Archive for February, 2011

Snow, Sleet, and Ice on the Range

Wednesday, February 16th, 2011

 

  

I awoke, way in the night, to the gentle sound of sleet on the tin roof of the bunkhouse at the B8 ranch, on Morgan Creek where I worked. The ranch had been in the family since 1884, and I dearly enjoyed working there.  However with the snow and sleet I knew what that meant. Some one would need to feed the cattle up on the mountain, and it would probably be me.  We didn’t put out hay or feed with range cubes; the cattle rustled grass, and browse for feed.  But with snow, and sleet the grass would be covered.   I would need to take an ax, ride up to the mesa and cut live oak tree branches for the cattle to eat.  The cattle loved them but it was a daunting task to do.

            I went to the horse meadow and caught Pacer, my horse, brought her to the barn and gave her a coffee can of oats.  She quickly ate the oats and I saddled her. Riding the trail up the mountain to the mesa I felt the old west was again alive.  On the way I pulled my old felt hat down tight and glanced at my shadow…looked just like Matt Dillon for sure.  I know, a man was not supposed to glance at his shadow, that was vane, but I was just a kid and could not help from taking a peek.

            The cold crept inside my jacket and my gloved hands were stiff.  I built a large brush fire.  The cattle could smell the smoke and come to it.  Besides I needed the fire for myself.  I called the cattle like I had heard my Uncle Otis do…Whoooupp, whoooupp.  They came running.
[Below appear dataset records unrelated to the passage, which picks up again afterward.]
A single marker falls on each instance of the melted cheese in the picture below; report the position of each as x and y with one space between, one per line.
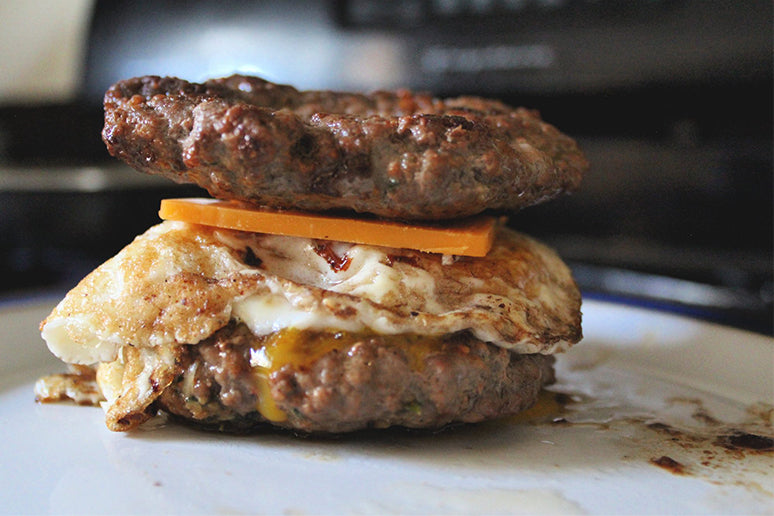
468 237
179 283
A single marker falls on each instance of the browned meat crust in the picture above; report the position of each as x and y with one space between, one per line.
372 383
392 154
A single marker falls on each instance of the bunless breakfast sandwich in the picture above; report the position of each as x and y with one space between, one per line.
352 271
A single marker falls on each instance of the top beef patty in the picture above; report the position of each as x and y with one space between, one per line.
392 154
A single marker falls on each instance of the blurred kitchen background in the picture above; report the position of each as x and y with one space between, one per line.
671 99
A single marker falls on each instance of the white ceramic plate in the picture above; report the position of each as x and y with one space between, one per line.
654 401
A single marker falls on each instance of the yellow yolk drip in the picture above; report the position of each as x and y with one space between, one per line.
301 348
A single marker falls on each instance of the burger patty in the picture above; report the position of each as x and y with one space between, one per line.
359 382
392 154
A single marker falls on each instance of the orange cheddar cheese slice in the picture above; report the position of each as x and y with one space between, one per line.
469 237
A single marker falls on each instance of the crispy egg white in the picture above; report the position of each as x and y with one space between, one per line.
178 283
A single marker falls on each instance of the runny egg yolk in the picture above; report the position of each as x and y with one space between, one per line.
300 349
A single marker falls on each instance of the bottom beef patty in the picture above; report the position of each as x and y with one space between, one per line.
338 382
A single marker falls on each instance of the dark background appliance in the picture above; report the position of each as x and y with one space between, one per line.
671 99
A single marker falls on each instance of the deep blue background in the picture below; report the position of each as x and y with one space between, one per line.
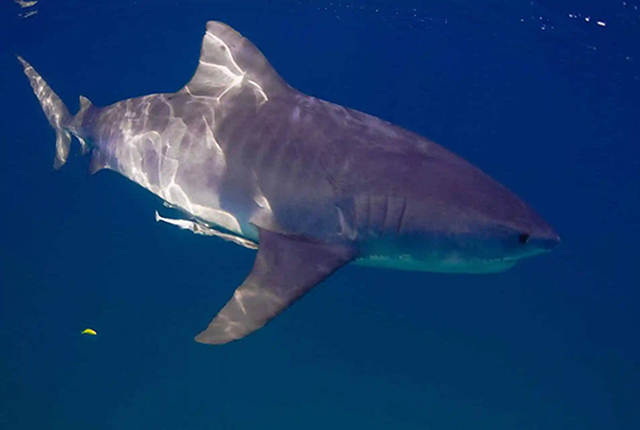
547 103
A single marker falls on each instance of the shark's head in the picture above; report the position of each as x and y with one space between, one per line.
483 227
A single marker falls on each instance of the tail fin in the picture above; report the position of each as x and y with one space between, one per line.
55 111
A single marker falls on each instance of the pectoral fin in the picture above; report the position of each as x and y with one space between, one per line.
286 267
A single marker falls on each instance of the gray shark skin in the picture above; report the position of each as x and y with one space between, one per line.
310 184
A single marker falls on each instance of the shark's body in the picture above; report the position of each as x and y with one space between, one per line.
311 184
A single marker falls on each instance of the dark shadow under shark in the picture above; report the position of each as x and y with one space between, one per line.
310 184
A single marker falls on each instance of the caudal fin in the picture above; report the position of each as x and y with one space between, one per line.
55 111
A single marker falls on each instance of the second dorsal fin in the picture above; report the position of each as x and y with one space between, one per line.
227 61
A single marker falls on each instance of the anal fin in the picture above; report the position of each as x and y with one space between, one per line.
286 267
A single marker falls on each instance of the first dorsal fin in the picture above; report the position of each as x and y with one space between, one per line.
229 61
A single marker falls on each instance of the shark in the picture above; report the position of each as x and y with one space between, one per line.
311 185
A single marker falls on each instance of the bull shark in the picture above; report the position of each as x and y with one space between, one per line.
311 185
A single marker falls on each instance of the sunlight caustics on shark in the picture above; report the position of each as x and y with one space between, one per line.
310 184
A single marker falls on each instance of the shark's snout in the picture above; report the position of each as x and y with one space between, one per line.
544 239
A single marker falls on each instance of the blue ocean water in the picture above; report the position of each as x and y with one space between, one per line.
542 95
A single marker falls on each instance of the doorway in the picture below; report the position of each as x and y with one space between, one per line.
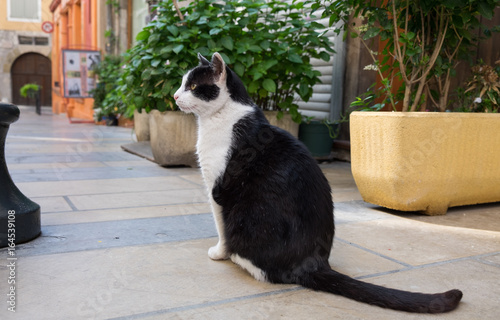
32 68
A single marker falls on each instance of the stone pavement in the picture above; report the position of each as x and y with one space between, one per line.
123 238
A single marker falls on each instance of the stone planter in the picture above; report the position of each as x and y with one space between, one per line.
285 123
141 125
173 138
426 161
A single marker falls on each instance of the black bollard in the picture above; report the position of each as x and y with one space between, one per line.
19 216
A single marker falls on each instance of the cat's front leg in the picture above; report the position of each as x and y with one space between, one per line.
219 251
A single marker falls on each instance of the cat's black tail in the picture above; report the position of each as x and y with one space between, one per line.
337 283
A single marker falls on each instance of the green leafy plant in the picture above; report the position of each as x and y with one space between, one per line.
482 93
269 44
106 100
424 41
29 90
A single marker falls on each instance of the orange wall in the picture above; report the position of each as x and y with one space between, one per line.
75 24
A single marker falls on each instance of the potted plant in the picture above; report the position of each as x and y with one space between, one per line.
269 44
108 107
426 161
318 136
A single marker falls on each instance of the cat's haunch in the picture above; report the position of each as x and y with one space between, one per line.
271 202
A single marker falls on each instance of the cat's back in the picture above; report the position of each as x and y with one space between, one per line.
266 161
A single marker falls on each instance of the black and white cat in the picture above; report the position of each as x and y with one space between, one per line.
271 203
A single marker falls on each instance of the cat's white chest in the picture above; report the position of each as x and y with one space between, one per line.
215 136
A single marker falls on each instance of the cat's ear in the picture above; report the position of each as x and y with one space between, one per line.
203 60
219 67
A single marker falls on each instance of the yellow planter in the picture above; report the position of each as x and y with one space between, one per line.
426 161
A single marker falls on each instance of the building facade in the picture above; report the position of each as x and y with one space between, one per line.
84 31
25 49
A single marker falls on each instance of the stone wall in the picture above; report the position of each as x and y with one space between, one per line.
10 50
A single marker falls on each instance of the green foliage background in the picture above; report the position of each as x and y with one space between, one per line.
269 44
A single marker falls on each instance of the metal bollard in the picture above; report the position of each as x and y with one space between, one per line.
19 216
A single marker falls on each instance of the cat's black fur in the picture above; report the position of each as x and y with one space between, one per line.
278 210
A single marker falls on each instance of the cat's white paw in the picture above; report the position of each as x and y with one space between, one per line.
218 252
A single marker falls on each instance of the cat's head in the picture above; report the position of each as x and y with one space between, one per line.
209 86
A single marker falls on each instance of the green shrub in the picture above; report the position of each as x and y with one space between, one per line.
269 44
106 100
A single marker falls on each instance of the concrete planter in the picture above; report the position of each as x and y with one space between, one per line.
285 123
173 138
426 161
141 125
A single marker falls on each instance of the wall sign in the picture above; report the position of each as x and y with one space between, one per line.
47 27
79 72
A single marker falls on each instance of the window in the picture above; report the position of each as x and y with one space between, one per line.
25 10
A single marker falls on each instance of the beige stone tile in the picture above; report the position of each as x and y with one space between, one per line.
356 262
87 187
109 283
79 147
123 214
418 243
480 301
343 195
137 163
28 166
482 217
493 259
52 204
139 199
195 178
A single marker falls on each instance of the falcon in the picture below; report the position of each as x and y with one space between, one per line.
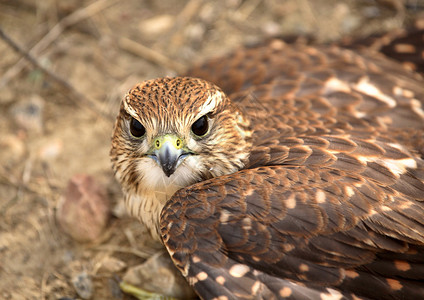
282 172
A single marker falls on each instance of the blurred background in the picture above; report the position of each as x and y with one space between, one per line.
64 66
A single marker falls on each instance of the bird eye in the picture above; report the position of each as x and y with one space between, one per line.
200 127
137 130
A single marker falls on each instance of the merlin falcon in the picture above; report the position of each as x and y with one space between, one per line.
282 171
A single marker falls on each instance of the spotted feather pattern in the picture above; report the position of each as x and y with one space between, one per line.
327 198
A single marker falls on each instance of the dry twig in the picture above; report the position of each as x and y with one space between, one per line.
54 33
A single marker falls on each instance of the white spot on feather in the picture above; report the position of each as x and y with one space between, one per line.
239 270
336 85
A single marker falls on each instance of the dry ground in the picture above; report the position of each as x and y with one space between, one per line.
55 126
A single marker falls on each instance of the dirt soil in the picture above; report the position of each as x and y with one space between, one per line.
58 123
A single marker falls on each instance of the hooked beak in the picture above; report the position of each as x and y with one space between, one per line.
168 152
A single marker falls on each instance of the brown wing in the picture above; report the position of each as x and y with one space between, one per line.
294 231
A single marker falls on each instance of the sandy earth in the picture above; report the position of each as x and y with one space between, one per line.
53 127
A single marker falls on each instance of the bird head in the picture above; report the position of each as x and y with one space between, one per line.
173 132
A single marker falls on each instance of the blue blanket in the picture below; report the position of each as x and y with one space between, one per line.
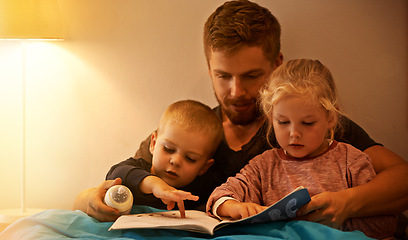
65 224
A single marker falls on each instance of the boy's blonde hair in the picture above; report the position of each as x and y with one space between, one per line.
305 78
194 116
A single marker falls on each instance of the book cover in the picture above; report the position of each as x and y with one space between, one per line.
199 221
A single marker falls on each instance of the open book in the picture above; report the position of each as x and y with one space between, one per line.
199 221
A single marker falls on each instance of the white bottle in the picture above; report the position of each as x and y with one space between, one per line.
119 197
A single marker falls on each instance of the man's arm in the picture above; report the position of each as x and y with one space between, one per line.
387 192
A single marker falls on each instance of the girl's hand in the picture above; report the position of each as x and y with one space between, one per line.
238 210
328 208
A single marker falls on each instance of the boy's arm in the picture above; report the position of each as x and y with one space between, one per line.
168 194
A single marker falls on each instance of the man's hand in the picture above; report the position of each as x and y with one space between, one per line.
90 201
168 194
328 208
238 210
I chose a fully leafed live oak tree, climbed up and began cutting branches. The cows came for the leaves. They ate hungrily a while then stood by the fire, sometime scorching their hair, then back to eating live oak leaves.  I’m not sure they ever got full.  I kept cutting. 

            Some time that afternoon I got careless and tired, made a mighty swing with my ax and missed the limb.  The ax slipped from my grip, made an arc up and then down just close enough to cut through my glove.  The cut soon filled with beautiful, but freighting, red blood.  I eased down from the tree, sat down in the snow and removed my glove to discover the glove cut through, but only scratched the palm of my hand.  It bled nicely, but not enough to send me home for the day.  I was somewhat disappointed.  I tied a rag around the cut and continued to feed the cattle, cutting more live oak leaves.  My mind soon wandered to my cut hand, and the old west.  Wasn’t an ax cut at all… in my mind it became a knife cut; received in a street brawl, protecting some ladies honor.  I stood tall in the middle of the muddy street to see the ruffians turn tail and run. I finally came to my senses and finished cutting oak brush.

            As Pacer and I made our way down the mountainside I stole a glance at my shadow.  Just a peek you understand.  I discovered the shadow was not Marshall Dillon.  It was the spitting image of John Wayne, bleeding hand and all.